PostgreSQL is an excellent database for a wide range of workloads. Traditionally, the only problem with Postgres is that it is limited to a single machine. If you are using the Azure Database for PostgreSQL managed service, that limitation no longer applies to you because you can use the built-in Hyperscale (Citus) option—to transparently shard and scale out both transactional and analytical workloads. And Hyperscale (Citus) just keeps getting better and better.
The heart of Hyperscale (Citus) is the open source Citus extension which extends Postgres with distributed database superpowers. Every few months we release a new version of Citus. I’m excited to tell you that the latest release, Citus 10, is now available in preview on Hyperscale (Citus) and comes with spectacular new capabilities:
These new Citus 10 capabilities change what Hyperscale (Citus) can do for you in some fundamental (and useful) ways.
With Citus 10, Hyperscale (Citus) is no longer just about sharding Postgres: you can use the new Citus columnar storage feature to compress large data sets.

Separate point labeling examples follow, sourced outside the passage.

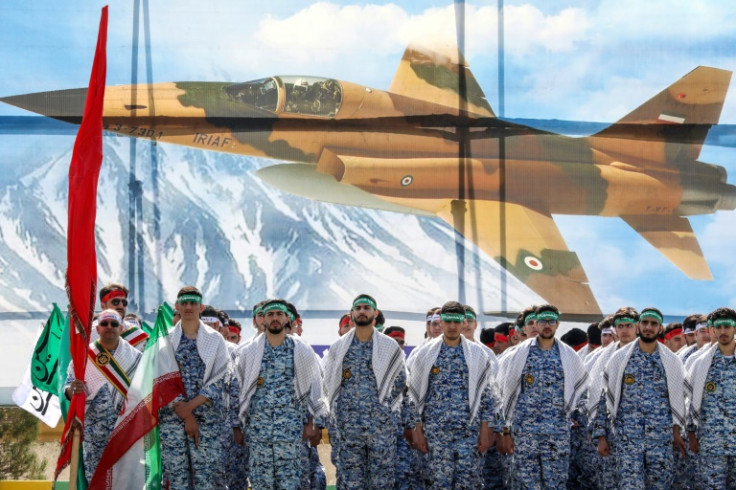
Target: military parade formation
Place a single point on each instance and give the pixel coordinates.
(630, 403)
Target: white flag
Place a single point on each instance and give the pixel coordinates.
(42, 404)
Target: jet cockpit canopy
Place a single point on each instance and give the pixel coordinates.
(310, 96)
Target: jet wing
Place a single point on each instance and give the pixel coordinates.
(674, 237)
(530, 247)
(442, 77)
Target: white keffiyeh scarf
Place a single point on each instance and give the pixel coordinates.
(127, 357)
(695, 380)
(211, 349)
(597, 384)
(479, 373)
(307, 375)
(673, 369)
(387, 360)
(575, 376)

And Citus is no longer just about multi-node clusters: with Basic Tier in Hyperscale (Citus), you can now shard on a single node to be “scale-out-ready”. Finally, Hyperscale (Citus) is no longer just about transforming Postgres into a distributed database: you can now mix regular (local) Postgres tables and distributed tables in the same Postgres database.
In short, Hyperscale (Citus) in Azure Database for PostgreSQL now empowers you to run Postgres at any scale.
Let’s dive in!
The data sizes of some new Hyperscale (Citus) customers are truly gigantic, which meant we needed a way to lower storage cost and get more out of the hardware. That is why we implemented columnar storage for Citus. Citus Columnar can give you compression ratios of 3x-10x or more, and even greater I/O reductions. The new Citus columnar feature is available in:
The best part: you can use columnar in Hyperscale (Citus) with or without the Citus scale-out features! More details about columnar table storage can be found in our Hyperscale (Citus) docs.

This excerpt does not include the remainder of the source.